Shifting data is particularly useful for time series analysis and calculating differences or percentage changes.

In [None]:
# Create a Series with stock prices
stock_prices = pd.Series([100, 102, 104, 103, 105, 107, 108], 
                         index=pd.date_range('2023-01-01', periods=7))
print("Stock prices:")
print(stock_prices)

In [None]:
# Calculate daily price difference
daily_diff = stock_prices - stock_prices.shift(1)
print("Daily price difference:")
print(daily_diff)

In [None]:
# Calculate daily percentage change
daily_pct_change = stock_prices.pct_change()
print("Daily percentage change:")
print(daily_pct_change)

In [None]:
# Calculate moving average
def moving_average(data, window):
    return data.rolling(window=window).mean()

ma3 = moving_average(stock_prices, 3)
print("3-day moving average:")
print(ma3)

In [None]:
# Plot stock prices and moving average
plt.figure(figsize=(10, 6))
plt.plot(stock_prices.index, stock_prices, label='Stock Price')
plt.plot(ma3.index, ma3, label='3-day MA')
plt.title('Stock Price and Moving Average')
plt.xlabel('Date')
plt.ylabel('Price')
plt.legend()
plt.grid(True)
plt.show()

## Conclusion

In this notebook, we've explored various Series methods in pandas:

1. Standard error of the mean with `sem()`, which calculates the standard error of the mean of a Series with options for handling missing values and degrees of freedom.
2. Setting axis labels with `set_axis()`, which assigns new labels to a given axis in a Series or DataFrame.
3. Shifting data with `shift()`, which shifts the index by a desired number of periods with options for custom fill values and frequency.
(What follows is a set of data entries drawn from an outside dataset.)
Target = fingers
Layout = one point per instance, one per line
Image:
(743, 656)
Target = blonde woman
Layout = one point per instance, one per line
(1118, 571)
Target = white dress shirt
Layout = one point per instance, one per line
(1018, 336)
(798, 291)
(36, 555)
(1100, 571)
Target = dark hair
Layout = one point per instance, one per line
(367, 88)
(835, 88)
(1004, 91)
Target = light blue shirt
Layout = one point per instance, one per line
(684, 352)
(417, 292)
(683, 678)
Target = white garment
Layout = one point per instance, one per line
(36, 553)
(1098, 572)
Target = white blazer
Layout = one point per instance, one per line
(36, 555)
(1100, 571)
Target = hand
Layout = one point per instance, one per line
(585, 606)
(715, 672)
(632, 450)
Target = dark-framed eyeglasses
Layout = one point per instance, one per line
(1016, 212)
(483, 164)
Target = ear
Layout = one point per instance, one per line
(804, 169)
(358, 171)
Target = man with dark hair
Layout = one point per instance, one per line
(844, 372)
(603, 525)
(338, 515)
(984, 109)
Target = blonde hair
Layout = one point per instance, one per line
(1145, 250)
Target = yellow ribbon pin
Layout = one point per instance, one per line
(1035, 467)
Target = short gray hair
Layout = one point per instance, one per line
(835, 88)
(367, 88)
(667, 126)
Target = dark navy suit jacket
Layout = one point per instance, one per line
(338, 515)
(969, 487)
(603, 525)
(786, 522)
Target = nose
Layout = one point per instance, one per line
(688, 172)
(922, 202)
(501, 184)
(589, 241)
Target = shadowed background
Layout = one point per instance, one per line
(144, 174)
We also explored practical applications of shifting data, such as calculating differences, percentage changes, and moving averages, which are particularly useful for time series analysis.

These methods are essential tools for data manipulation and analysis in pandas, allowing for flexible and powerful operations on your data.